My pick: Long Australian dollar-dollar
Expertise: Global macro
Average time frame of trades: 1 to 6 months

The Australian dollar launched a recovery as expected, as improving Chinese news-flow helped boost Reserve Bank of Australia (RBA) policy expectations. The Fed’s decision not to taper QE, meanwhile, lifted risk appetite. This helped spark profit-taking on record-high net speculative short Australian dollar positions, driving the currency higher. I expect this process to continue through this week’s RBA meeting and will maintain a long from $0.9190 entered on 11 August, aiming for $0.9640. A stop-loss will trigger on a close below $0.8847.

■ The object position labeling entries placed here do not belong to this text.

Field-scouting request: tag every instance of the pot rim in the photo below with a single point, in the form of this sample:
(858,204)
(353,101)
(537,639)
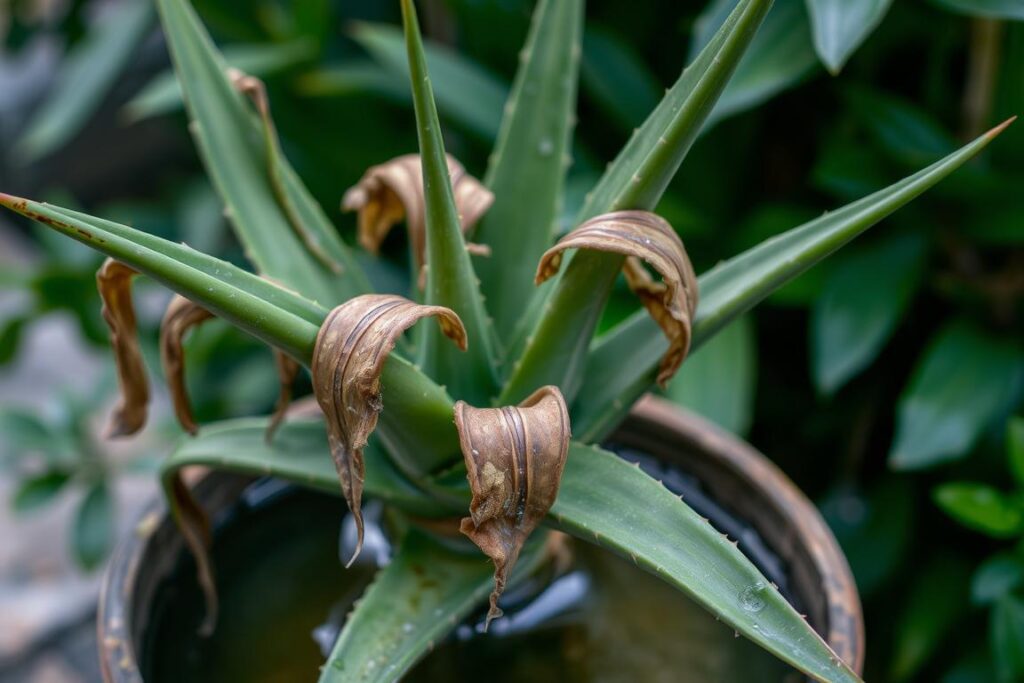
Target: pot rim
(797,531)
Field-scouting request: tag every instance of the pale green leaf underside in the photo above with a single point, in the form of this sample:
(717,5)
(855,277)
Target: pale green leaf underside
(163,94)
(231,144)
(596,503)
(470,375)
(555,352)
(622,364)
(414,602)
(529,161)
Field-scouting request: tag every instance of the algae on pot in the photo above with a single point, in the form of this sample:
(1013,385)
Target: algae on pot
(506,388)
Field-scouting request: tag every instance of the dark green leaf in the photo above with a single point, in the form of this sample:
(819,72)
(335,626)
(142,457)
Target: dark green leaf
(964,383)
(92,536)
(1015,447)
(936,600)
(863,299)
(719,380)
(37,492)
(85,78)
(995,578)
(617,79)
(1007,9)
(841,26)
(1007,633)
(264,199)
(982,508)
(621,365)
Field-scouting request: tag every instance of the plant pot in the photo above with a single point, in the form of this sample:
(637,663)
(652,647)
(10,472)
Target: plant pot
(722,477)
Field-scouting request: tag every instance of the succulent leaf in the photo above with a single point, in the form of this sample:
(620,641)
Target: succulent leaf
(451,280)
(610,384)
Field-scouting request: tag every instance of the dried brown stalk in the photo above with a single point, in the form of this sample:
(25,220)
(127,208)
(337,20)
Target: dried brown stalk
(391,190)
(641,236)
(348,359)
(514,457)
(114,282)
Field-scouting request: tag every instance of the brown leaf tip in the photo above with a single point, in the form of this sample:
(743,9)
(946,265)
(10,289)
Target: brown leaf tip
(348,358)
(392,190)
(642,237)
(114,283)
(514,461)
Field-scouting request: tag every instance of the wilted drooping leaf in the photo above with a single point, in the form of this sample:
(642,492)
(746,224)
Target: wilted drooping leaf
(641,236)
(514,457)
(180,316)
(392,190)
(348,359)
(114,282)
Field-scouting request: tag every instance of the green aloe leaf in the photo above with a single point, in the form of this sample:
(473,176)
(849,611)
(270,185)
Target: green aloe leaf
(417,426)
(451,280)
(555,351)
(622,364)
(423,593)
(780,55)
(841,26)
(598,502)
(163,94)
(229,138)
(1000,9)
(718,381)
(642,170)
(86,76)
(965,382)
(862,301)
(269,312)
(299,454)
(529,161)
(465,92)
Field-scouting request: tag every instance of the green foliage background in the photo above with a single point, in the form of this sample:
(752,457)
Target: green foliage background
(883,380)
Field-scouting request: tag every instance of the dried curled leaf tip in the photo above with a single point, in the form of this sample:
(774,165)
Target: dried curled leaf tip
(181,315)
(114,282)
(514,457)
(348,359)
(641,236)
(394,189)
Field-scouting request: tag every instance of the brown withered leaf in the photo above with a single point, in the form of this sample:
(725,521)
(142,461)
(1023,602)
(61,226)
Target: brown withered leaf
(180,316)
(514,461)
(255,90)
(114,282)
(641,236)
(194,524)
(391,190)
(348,358)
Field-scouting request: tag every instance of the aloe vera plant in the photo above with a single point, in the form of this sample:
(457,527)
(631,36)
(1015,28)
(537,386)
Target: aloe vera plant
(506,387)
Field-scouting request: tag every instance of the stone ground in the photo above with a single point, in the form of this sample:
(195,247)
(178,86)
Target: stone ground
(47,604)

My pick: Short sterling-dollar and Kiwi-yen, long euro-dollar
Expertise: Fundamental and technical analysis
Average time frame of trades: 1 day to 1 week

This past week was an ambling period of congestion in the aftermath of the Federal Open Market Commitee’s decision not to taper. Moving into the future, the focus will shift back to more pressing items like risk trends. Volatility is extremely low, and a pick-up would translate to “risk aversion”. On that front, I like sterling-dollar breaking trend below $1.6000 and a short-term New Zealand dollar-yen break below ¥81. For the alternative, a euro-dollar break above $1.3575 fits the strongest dollar counterpart.